There is a particular kind of frustration that keeps appearing in accounts of people who create with AI tools. It is not about quality. It is not about credit. It is about not being able to tell what happened.

A prompt that worked yesterday produces something different today. A style that was possible last month is no longer available. A piece of work gets flagged, removed, or deprioritized, and no explanation follows. The system changes. The rules shift. The ground moves.

I have been studying this experience in AI art communities, and what strikes me is not the frustration itself but what it reveals. These are not bugs. They are features of how AI platforms are governed, through opacity, through frequent and unannounced change, through terms of service that reserve the right to alter anything at any time. The instability is structural.

This matters beyond platform critique.

When a system is designed so that users cannot reliably predict its behavior, cannot understand why it made a particular decision, cannot know what it will do next, that system is shaping something more fundamental than user experience. It is shaping epistemic conditions. What people can know. What they can trust. What they can hold accountable.

And here is where I think the digital minds conversation needs to go further than it currently does.

Most debates about AI consciousness and moral status focus on the internal question: what is happening inside the system?
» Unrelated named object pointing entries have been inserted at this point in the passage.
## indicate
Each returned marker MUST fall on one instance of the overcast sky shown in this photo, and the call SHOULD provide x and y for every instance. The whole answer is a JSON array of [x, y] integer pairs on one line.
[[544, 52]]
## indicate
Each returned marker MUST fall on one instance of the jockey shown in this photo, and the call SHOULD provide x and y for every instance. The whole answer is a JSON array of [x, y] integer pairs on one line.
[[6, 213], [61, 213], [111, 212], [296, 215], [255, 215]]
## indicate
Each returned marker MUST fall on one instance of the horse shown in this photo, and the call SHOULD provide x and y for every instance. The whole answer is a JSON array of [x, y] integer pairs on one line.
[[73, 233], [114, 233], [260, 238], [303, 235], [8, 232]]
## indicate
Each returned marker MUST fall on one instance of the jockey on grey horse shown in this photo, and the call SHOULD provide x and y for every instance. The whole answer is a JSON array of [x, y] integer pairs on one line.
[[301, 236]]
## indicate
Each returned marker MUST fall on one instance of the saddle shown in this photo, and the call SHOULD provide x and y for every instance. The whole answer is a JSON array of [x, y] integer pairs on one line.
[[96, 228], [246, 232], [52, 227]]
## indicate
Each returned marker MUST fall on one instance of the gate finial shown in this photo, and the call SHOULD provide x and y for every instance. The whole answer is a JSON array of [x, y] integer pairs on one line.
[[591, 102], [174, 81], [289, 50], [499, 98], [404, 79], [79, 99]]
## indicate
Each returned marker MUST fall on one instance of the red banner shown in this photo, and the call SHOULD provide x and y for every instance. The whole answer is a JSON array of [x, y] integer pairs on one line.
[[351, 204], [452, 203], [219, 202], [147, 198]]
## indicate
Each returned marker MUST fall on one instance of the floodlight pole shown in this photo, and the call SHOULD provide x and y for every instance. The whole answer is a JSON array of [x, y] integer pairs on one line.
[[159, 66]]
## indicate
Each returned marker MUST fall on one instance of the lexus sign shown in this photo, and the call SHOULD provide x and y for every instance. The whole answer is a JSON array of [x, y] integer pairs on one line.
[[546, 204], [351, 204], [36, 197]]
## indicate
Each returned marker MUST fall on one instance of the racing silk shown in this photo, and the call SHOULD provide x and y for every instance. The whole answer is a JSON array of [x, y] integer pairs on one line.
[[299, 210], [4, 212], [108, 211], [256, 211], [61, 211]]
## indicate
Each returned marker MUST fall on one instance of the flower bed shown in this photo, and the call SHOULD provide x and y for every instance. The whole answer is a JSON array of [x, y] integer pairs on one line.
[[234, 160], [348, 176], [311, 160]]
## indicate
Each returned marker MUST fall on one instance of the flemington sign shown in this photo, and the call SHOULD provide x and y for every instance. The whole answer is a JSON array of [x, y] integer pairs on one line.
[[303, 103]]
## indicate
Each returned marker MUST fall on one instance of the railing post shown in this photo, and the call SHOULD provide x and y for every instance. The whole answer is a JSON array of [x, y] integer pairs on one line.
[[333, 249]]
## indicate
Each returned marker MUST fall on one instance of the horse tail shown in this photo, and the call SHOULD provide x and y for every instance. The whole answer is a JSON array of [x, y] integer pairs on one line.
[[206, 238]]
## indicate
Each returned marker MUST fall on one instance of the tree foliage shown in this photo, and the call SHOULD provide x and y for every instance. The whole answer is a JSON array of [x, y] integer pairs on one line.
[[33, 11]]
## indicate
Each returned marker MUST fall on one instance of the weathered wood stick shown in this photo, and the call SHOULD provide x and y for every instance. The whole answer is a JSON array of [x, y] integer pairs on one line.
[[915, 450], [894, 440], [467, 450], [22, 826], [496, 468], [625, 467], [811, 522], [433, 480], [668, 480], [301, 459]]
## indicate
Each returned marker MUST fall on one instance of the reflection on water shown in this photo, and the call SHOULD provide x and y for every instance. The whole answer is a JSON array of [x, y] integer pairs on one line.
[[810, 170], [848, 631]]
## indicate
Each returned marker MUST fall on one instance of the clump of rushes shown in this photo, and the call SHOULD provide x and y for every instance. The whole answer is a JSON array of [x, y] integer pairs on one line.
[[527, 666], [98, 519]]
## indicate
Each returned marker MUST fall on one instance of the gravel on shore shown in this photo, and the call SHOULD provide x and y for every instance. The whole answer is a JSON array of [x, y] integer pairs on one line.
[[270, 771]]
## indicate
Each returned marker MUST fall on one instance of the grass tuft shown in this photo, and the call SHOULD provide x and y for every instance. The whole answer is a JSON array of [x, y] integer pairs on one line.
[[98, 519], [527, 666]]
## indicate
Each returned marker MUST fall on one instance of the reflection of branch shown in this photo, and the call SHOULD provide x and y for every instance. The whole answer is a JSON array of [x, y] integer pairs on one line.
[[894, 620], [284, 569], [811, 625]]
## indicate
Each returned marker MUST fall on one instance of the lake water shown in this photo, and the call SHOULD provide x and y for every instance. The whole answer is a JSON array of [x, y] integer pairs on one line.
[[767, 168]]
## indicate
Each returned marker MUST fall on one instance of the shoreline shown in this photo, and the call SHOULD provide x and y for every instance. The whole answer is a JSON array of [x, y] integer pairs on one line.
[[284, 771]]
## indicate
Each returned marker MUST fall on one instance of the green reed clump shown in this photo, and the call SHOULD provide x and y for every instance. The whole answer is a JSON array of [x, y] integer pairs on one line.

Is there experience? Is there something it is like to be this model? These are serious questions. But there is an external question that receives less attention: what are AI systems doing to our capacity to recognize and reason about minds at all?
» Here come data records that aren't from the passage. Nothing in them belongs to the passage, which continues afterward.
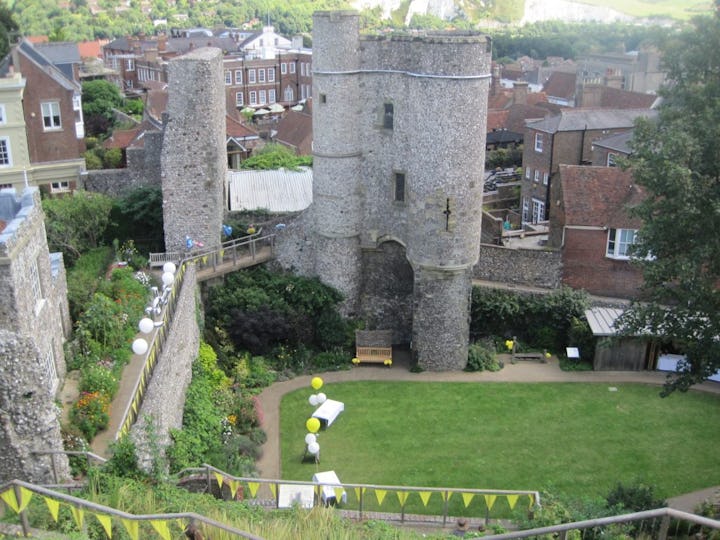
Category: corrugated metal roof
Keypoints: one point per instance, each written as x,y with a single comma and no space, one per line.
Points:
276,191
602,320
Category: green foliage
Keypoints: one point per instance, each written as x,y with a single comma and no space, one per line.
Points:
542,321
276,156
677,163
75,224
481,357
98,378
90,413
123,460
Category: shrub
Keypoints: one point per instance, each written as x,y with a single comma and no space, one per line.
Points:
90,413
481,357
97,378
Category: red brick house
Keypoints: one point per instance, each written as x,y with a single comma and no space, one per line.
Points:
591,225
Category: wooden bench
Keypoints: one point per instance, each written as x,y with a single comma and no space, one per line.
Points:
529,356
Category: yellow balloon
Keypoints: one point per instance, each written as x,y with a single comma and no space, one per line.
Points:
313,425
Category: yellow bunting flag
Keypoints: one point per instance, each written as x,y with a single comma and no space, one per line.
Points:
218,477
25,495
53,506
161,528
78,515
234,484
132,528
9,498
253,487
106,522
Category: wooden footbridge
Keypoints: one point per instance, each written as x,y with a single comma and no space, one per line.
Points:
228,257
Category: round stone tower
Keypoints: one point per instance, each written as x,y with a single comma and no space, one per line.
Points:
336,215
194,160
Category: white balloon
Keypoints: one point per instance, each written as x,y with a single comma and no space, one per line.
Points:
146,325
140,346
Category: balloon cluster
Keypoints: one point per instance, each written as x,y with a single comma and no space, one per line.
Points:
313,424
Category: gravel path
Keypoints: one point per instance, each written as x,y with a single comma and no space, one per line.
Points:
523,371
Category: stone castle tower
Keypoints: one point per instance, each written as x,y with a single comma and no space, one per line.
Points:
399,126
194,154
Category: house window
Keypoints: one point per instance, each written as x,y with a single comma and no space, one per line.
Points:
388,116
538,211
51,115
619,242
538,142
5,157
59,187
399,187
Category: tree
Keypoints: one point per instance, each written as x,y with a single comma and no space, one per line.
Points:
76,224
675,159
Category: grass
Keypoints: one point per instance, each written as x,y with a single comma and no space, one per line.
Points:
674,9
579,439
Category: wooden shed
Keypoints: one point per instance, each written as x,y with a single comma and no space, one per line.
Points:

If the systems we interact with are deliberately designed to be unreadable, if their behavior is unstable, their decisions unexplained, their logic hidden, then we are being systematically prevented from developing the kind of sustained, accurate perception that moral recognition requires. We cannot ask whether AI deserves moral consideration if we are structurally prevented from knowing what AI is doing.

Governance through instability is not just a platform problem. It is an epistemic problem. And it is, I would argue, a problem for anyone who takes seriously the question of how society should prepare for the possibility of digital minds.

You cannot build frameworks for something you are not allowed to understand.